The number of young people buying cars in the US is plummeting, but potential drivers ages 18-34 — aka millennials — still represent a crucial market for automakers.
A new study from Edmunds and R.L. Polk has good news for Detroit: The youth market, long dominated by Japan, is jumping ship.
In 2008, Japanese brands — including Toyota, Nissa, and Honda — accounted for 52.3 per cent of new car registrations by drivers 18 to 24 years old, and 50.6 per cent of registrations by 25- to 34-year-old drivers.

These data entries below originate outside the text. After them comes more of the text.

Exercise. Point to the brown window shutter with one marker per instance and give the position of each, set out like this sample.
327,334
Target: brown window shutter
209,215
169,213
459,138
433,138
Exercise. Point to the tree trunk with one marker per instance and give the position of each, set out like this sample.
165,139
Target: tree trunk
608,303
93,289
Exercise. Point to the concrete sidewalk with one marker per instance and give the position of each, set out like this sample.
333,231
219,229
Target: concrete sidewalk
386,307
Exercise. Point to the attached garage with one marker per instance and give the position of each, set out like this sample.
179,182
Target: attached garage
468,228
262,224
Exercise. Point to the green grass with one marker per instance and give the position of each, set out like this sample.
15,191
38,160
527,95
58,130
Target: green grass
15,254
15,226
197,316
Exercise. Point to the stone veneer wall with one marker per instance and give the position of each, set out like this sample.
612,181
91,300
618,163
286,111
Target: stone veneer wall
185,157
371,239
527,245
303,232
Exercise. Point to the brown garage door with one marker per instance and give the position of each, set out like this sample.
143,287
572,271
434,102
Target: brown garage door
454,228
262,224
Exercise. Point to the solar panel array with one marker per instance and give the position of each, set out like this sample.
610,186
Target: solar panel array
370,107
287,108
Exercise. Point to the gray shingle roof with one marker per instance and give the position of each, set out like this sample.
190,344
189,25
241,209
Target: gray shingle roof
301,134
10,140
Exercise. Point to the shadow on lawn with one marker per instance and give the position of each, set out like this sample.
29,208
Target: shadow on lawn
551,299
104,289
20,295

In 2012, those numbers slumped nearly 10 per cent, to 42.6 per cent and 42.9 per cent, respectively.
Meanwhile, American brands made solid progress, improving their market share by nearly nearly 2 per cent.
But the real jump was by South Korean brands, who picked up most of the buyers who no longer want Japanese cars: Their share of the group rose more than 10 per cent.
Everyone is going after the youth market: Lincoln created a Super Bowl ad featuring Jimmy Fallon reading tweets. Mercedes-Benz believes the Smart car is great for young buyers (along with urbanites and the “forward-thinking”).
Ford is tempting first-time car buyers with the Fiesta, a 1.0-liter engined car that’s a lot of fun to drive. Cadillac — with a reputation for having the oldest drivers around — says first-time luxury buyers are key to its resurgence.
But Kia and Hyundai are beating them all.